MYTH NUMBER 2: YOU NEED TO GENERATE FUNDS FROM EXTERNAL SOURCES

If you plan to manufacture a product or want to directly start targeting a large consumer base, then you would need to secure a loan from external sources, such as investors or banks. However, a staffing agency is actually a service industry where you do not ‘manufacture a product’. In fact, you actually provide a service. In addition to that, most of the owners start their staffing agency on a small scale, sometimes even as a one-person operation. This annuls the need to generate lots of funds just to get the company started.
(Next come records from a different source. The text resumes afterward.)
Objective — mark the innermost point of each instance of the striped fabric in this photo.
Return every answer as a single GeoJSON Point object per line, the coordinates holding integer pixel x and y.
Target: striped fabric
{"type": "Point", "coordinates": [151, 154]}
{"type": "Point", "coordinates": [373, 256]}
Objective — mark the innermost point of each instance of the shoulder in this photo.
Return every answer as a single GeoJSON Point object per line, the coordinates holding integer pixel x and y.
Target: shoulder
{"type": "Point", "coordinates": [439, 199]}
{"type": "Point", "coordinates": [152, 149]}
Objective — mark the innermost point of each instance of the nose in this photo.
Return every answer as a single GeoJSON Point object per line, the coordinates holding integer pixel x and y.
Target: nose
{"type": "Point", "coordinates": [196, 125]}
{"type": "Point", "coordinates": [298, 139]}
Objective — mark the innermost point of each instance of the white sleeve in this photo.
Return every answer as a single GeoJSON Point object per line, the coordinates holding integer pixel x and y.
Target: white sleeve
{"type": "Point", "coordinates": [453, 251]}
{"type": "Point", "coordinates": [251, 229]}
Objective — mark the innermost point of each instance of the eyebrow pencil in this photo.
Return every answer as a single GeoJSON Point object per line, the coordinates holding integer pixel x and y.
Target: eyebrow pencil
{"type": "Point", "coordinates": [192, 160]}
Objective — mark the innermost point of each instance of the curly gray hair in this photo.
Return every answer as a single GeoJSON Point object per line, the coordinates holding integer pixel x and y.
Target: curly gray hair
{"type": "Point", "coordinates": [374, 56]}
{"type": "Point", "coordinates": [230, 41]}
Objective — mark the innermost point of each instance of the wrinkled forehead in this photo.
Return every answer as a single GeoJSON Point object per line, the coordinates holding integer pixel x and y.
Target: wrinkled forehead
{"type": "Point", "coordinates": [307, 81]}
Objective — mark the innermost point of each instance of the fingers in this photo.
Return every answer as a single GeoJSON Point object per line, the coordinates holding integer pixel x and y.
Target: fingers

Whatever the case, you should try to avoid getting money from others for a number of reasons, including the following:

• Once you have taken money for your company, you’ve already started to sell it and that too at the lowest possible valuation. It is also likely that you are ‘selling’ your company to those who do not share your passion or vision; they just want to make more money. • Once you borrow money, you will probably need to take more of it later on. This is because the finances that you put together in the business plan to get the initial money would become inaccurate. When the incorrect financial assumptions come to fruition, you either end up shutting down the company or get more investments. Soon enough, you end up working for those who pumped in the money. • Starting a business with money that isn’t gained through revenue leads to bad decisions. You never know, you might end up buying expensive business cards, kicking off parties, flying first class, or perhaps hiring too many people. On the other hand, when you have little money or money that you have earned yourself; you will be more focused in spending it.

If you have to manage a float payroll, consider using a payroll funding company instead of ‘raising money’.